The pathogenesis of rheumatoid arthritis (RA) consists of the formation of synovial villi, inflammation, immune abnormalities, and bone–cartilage destruction. According to these pathogenic findings, conventional therapy was empirically performed using conventional synthetic disease-modifying antirheumatic drugs (csDMARD). However, since the 1990s, pathogenesis investigations have advanced to include the cloning of IL-6, clarifying the role of IL-17·Th17 in bone destruction; cloning to RANKL; anti-RANKL Ab in therapy for RA in Japan; and the introduction of “osteoimmunology”.
In addition, therapies using biological DMARDs have resulted in breakthroughs in pathogenesis investigations; the inhibition of the function of a specific molecule by an antibody has clarified its function in vivo, such as “knock-out in vivo in humans”. Recently, inflammatory cell states have been clarified in RA joint synovial tissues by integrating single-cell transcriptomics and mass cytometry. In this Special Issue, both original and review papers present important advances in the molecular investigations of RA pathogenesis.
The new Special Issue in the International Journal of Molecular Sciences, entitled “The pathogenesis of Rheumatoid Arthritis- Breakthroughs in Molecular Mechanisms”, includes a total of 14 contributions (6 original articles and 8 reviews) providing new information about the pathogenesis and molecular mechanisms of RA.
The progressive destruction of synovial-lined joints is a hallmark of RA. The fibroblast-like synoviocytes (FLSs) are the main effectors of the degradation. Kadiri M et al. [
1] showed that 14-3-3 n, which belongs to a family of ubiquitously expressed intracellular scaffolding proteins, promotes invadosome formation by increasing Snail expression, a mechanism that involves the nuclear exclusion of the transcription repressor FOXO3. The authors identified 14-3-3 n as a novel regulator of invadosome formation and matrix degradation by RA synovial cells. The 14-3-3n-FOXO3-Snail axis promotes the aggressive extracellular-matrix-degrading phenotype of RA FLS.

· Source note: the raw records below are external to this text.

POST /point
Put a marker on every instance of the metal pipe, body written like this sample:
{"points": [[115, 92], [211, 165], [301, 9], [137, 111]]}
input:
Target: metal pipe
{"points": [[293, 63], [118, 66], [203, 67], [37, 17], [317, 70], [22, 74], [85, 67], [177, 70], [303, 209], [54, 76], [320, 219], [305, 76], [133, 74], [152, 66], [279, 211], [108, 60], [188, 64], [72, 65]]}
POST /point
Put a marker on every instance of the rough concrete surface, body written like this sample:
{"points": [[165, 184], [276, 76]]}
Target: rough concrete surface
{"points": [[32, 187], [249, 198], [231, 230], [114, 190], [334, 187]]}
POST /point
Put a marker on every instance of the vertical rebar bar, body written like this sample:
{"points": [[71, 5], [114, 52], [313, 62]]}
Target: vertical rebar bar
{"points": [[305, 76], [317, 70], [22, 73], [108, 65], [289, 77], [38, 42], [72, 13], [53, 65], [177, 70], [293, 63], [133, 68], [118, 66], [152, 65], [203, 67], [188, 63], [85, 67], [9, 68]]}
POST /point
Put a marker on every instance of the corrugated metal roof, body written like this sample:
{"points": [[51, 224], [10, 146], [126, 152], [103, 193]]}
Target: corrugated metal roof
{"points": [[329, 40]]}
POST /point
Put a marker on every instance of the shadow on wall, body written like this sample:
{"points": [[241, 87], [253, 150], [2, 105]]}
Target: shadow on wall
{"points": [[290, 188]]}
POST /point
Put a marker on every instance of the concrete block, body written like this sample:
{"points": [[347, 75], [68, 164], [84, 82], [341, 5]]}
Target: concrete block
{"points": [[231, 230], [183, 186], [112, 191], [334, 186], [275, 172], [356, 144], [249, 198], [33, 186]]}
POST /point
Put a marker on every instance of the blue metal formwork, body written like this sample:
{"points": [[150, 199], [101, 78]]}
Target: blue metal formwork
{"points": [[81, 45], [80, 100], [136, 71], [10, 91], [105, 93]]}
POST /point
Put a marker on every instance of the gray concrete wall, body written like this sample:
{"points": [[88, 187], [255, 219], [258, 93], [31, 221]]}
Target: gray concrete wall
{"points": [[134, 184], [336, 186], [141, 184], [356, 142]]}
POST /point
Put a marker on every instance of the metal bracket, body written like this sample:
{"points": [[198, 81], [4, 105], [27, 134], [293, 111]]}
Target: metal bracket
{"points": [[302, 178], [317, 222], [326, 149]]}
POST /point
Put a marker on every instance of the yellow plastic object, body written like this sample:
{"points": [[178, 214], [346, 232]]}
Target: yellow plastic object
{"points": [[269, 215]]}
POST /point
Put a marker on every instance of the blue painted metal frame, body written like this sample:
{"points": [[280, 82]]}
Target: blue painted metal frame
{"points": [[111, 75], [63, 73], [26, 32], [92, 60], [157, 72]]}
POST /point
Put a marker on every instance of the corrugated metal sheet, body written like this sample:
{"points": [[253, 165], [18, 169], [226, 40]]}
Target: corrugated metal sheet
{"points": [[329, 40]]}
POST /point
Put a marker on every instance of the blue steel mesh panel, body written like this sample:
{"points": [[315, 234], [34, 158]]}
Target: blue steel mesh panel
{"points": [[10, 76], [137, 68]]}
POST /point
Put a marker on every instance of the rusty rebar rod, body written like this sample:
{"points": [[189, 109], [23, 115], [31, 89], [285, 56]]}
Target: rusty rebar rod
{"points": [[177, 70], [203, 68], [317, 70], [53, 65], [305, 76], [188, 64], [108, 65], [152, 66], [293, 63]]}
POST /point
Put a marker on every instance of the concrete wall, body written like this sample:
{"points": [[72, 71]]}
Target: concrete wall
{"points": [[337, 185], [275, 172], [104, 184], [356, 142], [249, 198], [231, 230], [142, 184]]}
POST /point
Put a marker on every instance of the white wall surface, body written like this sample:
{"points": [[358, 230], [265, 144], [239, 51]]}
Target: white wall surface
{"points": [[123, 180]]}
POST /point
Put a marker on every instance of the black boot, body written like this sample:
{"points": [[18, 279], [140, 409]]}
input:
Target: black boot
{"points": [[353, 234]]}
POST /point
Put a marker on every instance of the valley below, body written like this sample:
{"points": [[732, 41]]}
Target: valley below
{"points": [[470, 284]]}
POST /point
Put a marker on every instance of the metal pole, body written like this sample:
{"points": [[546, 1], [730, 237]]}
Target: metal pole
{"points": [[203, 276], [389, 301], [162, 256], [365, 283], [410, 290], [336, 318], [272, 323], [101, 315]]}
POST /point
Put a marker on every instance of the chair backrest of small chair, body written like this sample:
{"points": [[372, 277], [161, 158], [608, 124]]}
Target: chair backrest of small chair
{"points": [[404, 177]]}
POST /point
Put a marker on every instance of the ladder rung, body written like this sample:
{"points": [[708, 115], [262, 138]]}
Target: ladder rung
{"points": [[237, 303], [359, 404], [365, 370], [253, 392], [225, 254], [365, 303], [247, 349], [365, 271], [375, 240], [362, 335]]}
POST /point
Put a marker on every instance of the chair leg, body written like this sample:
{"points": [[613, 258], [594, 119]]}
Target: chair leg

Neutrophils and their extracellular traps play important roles in the pathogenesis of RA. Previous reports have revealed that neutrophil extracellular trap (NET)osis is the main source of citrullinated autoantigens in RA. Ohyama et al. [
2] identified a specific increase in NETosis in peptide GPI-induced arthritis (pGIA) joints. The administration of anti-IL-6 receptor antibodies decreased neutrophilic infiltration, NETosis in the joints, and plasma citrullinated protein. Thus, IL-6 signaling may play an important role in the production of citrullinated proteins via effects on neutrophil chemotaxis and their extracellular traps in RA.
Pietschmann et al. [
3] reviewed the molecular pathophysiology of systemic osteoporosis in RA. The inflammatory cytokines TNF-a, IL-6, and IL-17 are responsible for localized osteoporosis in RA. In RA, IL-17 expression is unregulated, and the increased expression of Wnt10b and the Wnt-antagonist Dkk-1 was apparent. Thus, IL-17 plays an important role in bone pathophysiology in RA. Senescent T cells produce larger amounts of RNAKL in RA. Furthermore, anti-citrullinated protein antibodies (ACPAs) are associated with osteoporosis. In RA, glucocorticoid use, a low body mass index (BMI), low vitamin D, and disease activities are risk factors for osteoporosis.
Omata Y et al. [
4] summarized the current evidence of the regulatory role of type 2 immunity in arthritis and bone metabolism, highlighting the role of type 2 cytokines and type 2 innate lymphoid cells (ILC2s). Type 2 immunity is exerted by T helper 2 (Th2) cells, Th 9 cells, eosinophils, mast cells, basophils, and ILC2s. IL-4 and IL-13, which are produced by type 2 immune cells, control osteoclast differentiation. The type 2 cytokines IL-4, IL-13,IL-5, IL-9, IL-25, and IL-33 exert regulatory effects on arthritis, reducing inflammation and inducing the resolution of arthritis. Type 2 cells also promote anti-osteoclastogenesis to stimulate osteoblasts to generate osteoprotegerin (OPG), which inhibits osteoclastogenesis. Type 2 immunity regulates arthritis and bone homeostasis via the Th2 cells ILC2s. The two immune cells have pleiotropic effects on immunity in the bone marrow and joints.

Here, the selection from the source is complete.